What Matters More — Your Character, Or What You Can Do For Me?

Screen Shot 2015-09-24 at 11.57.30 AMSeptember 22, 2015

This is one of those experiments that give credence to an intuitive feeling, one that’s consistent with a philosophical/spiritual perspective but we often ignore when we want to extract value from others, for our material benefit. The study, conducted by NYU researchers, found that people’s impressions of others’ character is a more important factor than what they might be able to do for us, when making decisions about them.

The study, published in Nature Neuroscience, contradicts the conventional thinking that when we learn from positive or negative feedback in our interactions with people, we make conclusions based on the benefits they bring us – their “reward value.”

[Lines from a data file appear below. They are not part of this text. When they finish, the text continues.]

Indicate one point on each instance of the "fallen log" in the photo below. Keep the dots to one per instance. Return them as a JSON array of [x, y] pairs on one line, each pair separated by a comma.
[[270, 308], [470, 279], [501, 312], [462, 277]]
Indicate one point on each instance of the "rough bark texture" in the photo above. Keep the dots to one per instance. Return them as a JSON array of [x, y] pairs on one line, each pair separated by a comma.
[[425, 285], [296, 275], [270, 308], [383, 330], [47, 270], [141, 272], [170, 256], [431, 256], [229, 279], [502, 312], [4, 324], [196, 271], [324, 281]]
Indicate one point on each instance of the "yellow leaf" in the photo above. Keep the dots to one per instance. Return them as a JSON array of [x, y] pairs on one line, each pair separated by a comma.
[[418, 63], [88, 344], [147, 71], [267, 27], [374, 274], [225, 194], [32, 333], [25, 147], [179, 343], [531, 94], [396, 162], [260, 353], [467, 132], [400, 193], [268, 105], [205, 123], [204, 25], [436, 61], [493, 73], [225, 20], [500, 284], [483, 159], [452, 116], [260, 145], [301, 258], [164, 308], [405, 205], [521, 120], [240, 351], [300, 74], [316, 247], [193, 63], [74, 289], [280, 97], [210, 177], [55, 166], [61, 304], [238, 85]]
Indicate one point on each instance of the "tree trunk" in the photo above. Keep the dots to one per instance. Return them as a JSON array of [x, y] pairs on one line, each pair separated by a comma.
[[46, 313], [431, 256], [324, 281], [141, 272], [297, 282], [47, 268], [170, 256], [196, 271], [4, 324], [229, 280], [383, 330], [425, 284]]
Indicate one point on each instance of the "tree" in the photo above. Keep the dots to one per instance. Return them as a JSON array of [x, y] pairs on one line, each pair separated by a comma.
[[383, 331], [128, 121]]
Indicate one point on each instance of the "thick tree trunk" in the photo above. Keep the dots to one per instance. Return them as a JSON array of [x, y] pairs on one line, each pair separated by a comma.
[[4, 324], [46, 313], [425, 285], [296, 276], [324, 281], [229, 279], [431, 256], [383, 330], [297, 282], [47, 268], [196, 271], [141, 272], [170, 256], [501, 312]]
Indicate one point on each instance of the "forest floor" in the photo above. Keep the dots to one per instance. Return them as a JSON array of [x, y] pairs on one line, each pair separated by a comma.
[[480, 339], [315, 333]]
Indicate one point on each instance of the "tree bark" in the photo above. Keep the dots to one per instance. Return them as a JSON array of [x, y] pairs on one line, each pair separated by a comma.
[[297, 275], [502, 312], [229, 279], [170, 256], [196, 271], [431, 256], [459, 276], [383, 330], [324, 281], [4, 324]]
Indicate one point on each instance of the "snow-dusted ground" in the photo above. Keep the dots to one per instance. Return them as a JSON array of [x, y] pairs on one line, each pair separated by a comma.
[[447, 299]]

As so often the case, “conventional” thinking,” is often based more on assumptions than on evidence. As this study’s lead author Leor Hackel explains, “When we learn and make decisions about people, we don’t simply look at the positive or negative outcomes they bring to us—such as whether they gave us a loan or helped us move. Instead, we often… form trait impressions, such as how generous a person seems to be, and these impressions carry more weight in our future social decisions.”

In the experiment, participants made a series of “reward-based” decisions while their neural activity was monitored using functional magnetic resonance imaging (fMRI). Participants learned about other people in a series of interactions in an economic game played over the computer. Part of the study examined whether participants learned the relatively generosity of a player—a “trait impression”—in addition to learning the monetary worth of the player. The researchers’ statistical tests showed that participants learned generosity information more strongly than reward value.

After the experiment, described in detail here, participants were asked to choose which players they would prefer to interact with in a future cooperative task. The researchers found that their preferences were strongly guided by their trait impressions of players, relative to a player’s reward value. According to David Amodio, one of the researchers, “In other words, our results show that people naturally see others and even objects in terms of more general characteristics—and not just in terms of mere reward value.”